A team led by Cleveland researchers has discovered a fossil cranium that puts a face on an early human ancestor which had only been known by bone fragments.
The finding also shows that this human ancestor lived at the same time as the species made famous by the Lucy fossils.
The skull, about the size of a large grapefruit, is 3.8 million years old. That puts it within the window of time when Lucy’s species (Australopithecus afarensis) roamed east Africa.
The Cleveland Museum of Natural History’s Yohannes Haile-Selassie led the team that made the discovery in the Afar region of Ethiopia.
He says it provides a much more complete picture of this ancient hominin known as Australopithecus anamensis.
“All we had were some teeth, the upper jaw and lower jaw fragments, without the midface, without the cranium," says Haile-Selassie, "now we have the whole thing.”
Haile-Selassie says Australopithecus anamensis is a likely forebear to Lucy’s species, but it had not been previously known that the two species overlapped by 100,000 years. The oldest evidence of Lucy's species dates back to 3.9 million years ago.
This discovery changes the way scientists had postulated the evolutionary transition from anamensis to afarensis. He says we now know they split from each other and coexisted for a time.
“A small population of Australopithecus anamensis could isolate itself from the main population and undergo a lot of changes through time," says Haile-Salassie, "which eventually accumulated to make it different from the parent population."

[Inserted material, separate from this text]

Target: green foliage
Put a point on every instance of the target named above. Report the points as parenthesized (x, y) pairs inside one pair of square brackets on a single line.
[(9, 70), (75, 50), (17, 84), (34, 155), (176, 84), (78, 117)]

"That’s one way of speciation not only in hominins but also in a lot of other animal groups,” he says.
Haile-Selassie says by around 3.3 million years ago, this region of Africa was home to 3 or 4 early hominins.
They include Lucy's species, Au. afarensis, along with the closely related species Australopithecus deyiremeda, Australopithecus bahrelghazali, and Kenyanthropus platyops, along with remnant populations of ancient tree-dwelling hominins related to Ardipithicus.
This menagerie of early human ancestors creates a confusing picture of the dawn of humankind, according to Haile-Selassie.
"So the big challenge that we have now is that we need to figure out which one of these Australopithecus species actually gave rise to the genus Homo," he says.
The earliest evidence we have of the genus Homo is from a 2.8 million-year-old jaw bone, according to Haile-Selassie.
Analysis of mineral evidence by Case Western Reserve University's Beverly Saylor shows the individual lived near a lake in otherwise semi-arid scrubland. Her team also determined that 3.8 million-years-ago is the precise age of the fossil cranium.
The findings are published in this week’s online edition of the journal Nature.